🤖 AI Summary
Softmax outputs lack hard probabilistic constraints, leading to unreliable model calibration. To address this, we propose Box-Constrained Softmax (BCSoftmax), the first method to impose explicit box constraints—i.e., analytically defined upper and lower bounds—directly on the softmax output space. BCSoftmax yields a differentiable, closed-form, and theoretically grounded probabilistic constraint mechanism. Building upon it, we design two novel post-hoc calibration methods: (1) analytical calibration driven by constrained optimization, and (2) boundary-aware logit rescaling.

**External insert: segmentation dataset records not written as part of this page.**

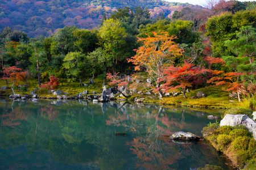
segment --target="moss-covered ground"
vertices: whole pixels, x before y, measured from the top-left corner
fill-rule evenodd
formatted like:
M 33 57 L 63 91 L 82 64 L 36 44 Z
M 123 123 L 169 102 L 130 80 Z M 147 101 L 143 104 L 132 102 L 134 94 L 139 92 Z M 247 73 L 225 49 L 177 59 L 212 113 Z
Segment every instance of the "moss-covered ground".
M 97 94 L 101 94 L 102 91 L 102 80 L 99 79 L 94 79 L 95 84 L 93 85 L 89 84 L 89 82 L 83 82 L 86 83 L 86 86 L 80 86 L 79 82 L 63 83 L 63 85 L 60 84 L 56 89 L 61 90 L 63 92 L 68 93 L 68 95 L 76 96 L 84 90 L 88 90 L 89 94 L 92 94 L 93 91 Z M 0 87 L 6 86 L 6 82 L 4 80 L 0 80 Z M 6 90 L 0 90 L 0 94 L 2 95 L 10 95 L 13 94 L 11 89 L 11 82 L 9 82 L 9 88 Z M 29 95 L 30 92 L 39 87 L 38 82 L 36 79 L 31 80 L 28 91 L 26 92 L 19 91 L 18 86 L 14 86 L 15 93 L 22 95 Z M 191 99 L 192 96 L 196 95 L 196 94 L 201 91 L 206 94 L 206 97 L 201 99 Z M 144 94 L 145 92 L 143 91 Z M 48 91 L 40 90 L 37 93 L 43 97 L 53 96 L 52 94 L 49 95 Z M 238 105 L 238 100 L 230 99 L 229 97 L 229 92 L 222 91 L 221 88 L 216 87 L 210 87 L 208 88 L 202 88 L 195 90 L 192 90 L 185 94 L 187 97 L 184 98 L 182 95 L 176 97 L 167 96 L 164 97 L 160 100 L 158 95 L 146 95 L 140 94 L 133 94 L 129 98 L 126 99 L 129 100 L 133 101 L 135 97 L 145 98 L 144 102 L 148 103 L 159 103 L 163 105 L 175 105 L 179 106 L 185 106 L 189 107 L 199 107 L 204 108 L 218 108 L 226 109 L 232 107 L 236 107 Z M 123 97 L 123 99 L 125 99 Z

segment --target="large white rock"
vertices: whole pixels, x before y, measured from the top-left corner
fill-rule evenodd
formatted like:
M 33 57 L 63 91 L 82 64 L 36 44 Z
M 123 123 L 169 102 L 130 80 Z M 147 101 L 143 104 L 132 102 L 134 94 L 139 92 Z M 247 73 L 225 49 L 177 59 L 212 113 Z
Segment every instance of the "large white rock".
M 253 134 L 253 137 L 256 141 L 256 123 L 245 114 L 228 114 L 221 121 L 220 126 L 235 126 L 237 125 L 245 126 L 247 130 Z
M 220 126 L 225 125 L 235 126 L 237 125 L 242 125 L 242 122 L 248 118 L 249 117 L 245 114 L 228 114 L 221 121 Z

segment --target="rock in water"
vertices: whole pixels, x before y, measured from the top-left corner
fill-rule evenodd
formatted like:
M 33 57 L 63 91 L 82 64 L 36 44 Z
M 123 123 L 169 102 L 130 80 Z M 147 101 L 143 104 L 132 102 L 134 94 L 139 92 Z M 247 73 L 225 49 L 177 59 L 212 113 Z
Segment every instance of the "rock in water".
M 201 92 L 201 91 L 200 91 L 196 94 L 196 97 L 198 98 L 205 97 L 206 95 L 205 94 L 204 94 L 203 92 Z
M 199 140 L 200 137 L 190 132 L 178 131 L 173 134 L 168 138 L 174 140 L 196 141 Z
M 1 90 L 6 90 L 6 89 L 7 89 L 7 87 L 6 86 L 3 86 L 1 88 L 0 88 Z
M 53 92 L 53 95 L 63 95 L 63 92 L 61 90 L 57 90 Z

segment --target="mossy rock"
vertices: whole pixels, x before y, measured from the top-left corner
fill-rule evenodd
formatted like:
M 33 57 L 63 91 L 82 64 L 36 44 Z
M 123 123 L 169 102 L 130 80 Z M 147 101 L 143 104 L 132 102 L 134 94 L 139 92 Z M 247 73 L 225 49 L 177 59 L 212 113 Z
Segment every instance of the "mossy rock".
M 238 137 L 251 137 L 251 134 L 248 130 L 243 129 L 234 129 L 230 131 L 229 135 L 233 138 Z
M 226 114 L 245 114 L 247 115 L 250 118 L 253 118 L 253 111 L 249 109 L 246 109 L 243 108 L 231 108 L 225 112 L 224 117 Z

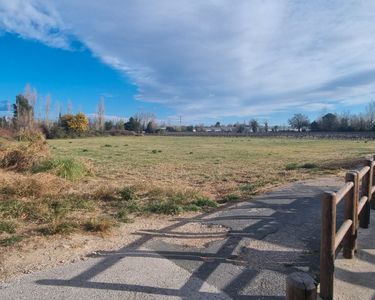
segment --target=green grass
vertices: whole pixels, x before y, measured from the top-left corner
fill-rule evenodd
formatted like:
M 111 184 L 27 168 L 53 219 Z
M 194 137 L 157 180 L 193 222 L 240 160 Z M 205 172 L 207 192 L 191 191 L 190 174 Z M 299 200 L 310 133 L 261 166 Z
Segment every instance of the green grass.
M 15 234 L 3 224 L 8 220 L 17 232 L 32 224 L 44 234 L 68 234 L 109 231 L 133 215 L 204 211 L 264 187 L 337 174 L 375 152 L 374 141 L 288 138 L 126 136 L 48 143 L 54 159 L 33 171 L 66 178 L 69 187 L 57 196 L 28 197 L 4 186 L 0 232 Z M 81 161 L 93 166 L 95 177 L 86 176 Z
M 72 181 L 89 174 L 87 168 L 73 158 L 47 159 L 35 166 L 32 171 L 34 173 L 51 172 Z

Extensive experiments on TinyImageNet, CIFAR-100, and 20NewsGroups demonstrate that BCSoftmax significantly reduces Expected Calibration Error (ECE) by an average of 38.2% and improves Brier Score, effectively mitigating both overconfidence and underconfidence. The approach enhances model trustworthiness and deployment robustness without compromising accuracy or inference efficiency.
📝 Abstract
Controlling the output probabilities of softmax-based models is a common problem in modern machine learning. Although the $mathrm{Softmax}$ function provides soft control via its temperature parameter, it lacks the ability to enforce hard constraints, such as box constraints, on output probabilities, which can be critical in certain applications requiring reliable and trustworthy models. In this work, we propose the box-constrained softmax ($mathrm{BCSoftmax}$) function, a novel generalization of the $mathrm{Softmax}$ function that explicitly enforces lower and upper bounds on output probabilities. While $mathrm{BCSoftmax}$ is formulated as the solution to a box-constrained optimization problem, we develop an exact and efficient computation algorithm for $mathrm{BCSoftmax}$. As a key application, we introduce two post-hoc calibration methods based on $mathrm{BCSoftmax}$. The proposed methods mitigate underconfidence and overconfidence in predictive models by learning the lower and upper bounds of the output probabilities or logits after model training, thereby enhancing reliability in downstream decision-making tasks. We demonstrate the effectiveness of our methods experimentally using the TinyImageNet, CIFAR-100, and 20NewsGroups datasets, achieving improvements in calibration metrics.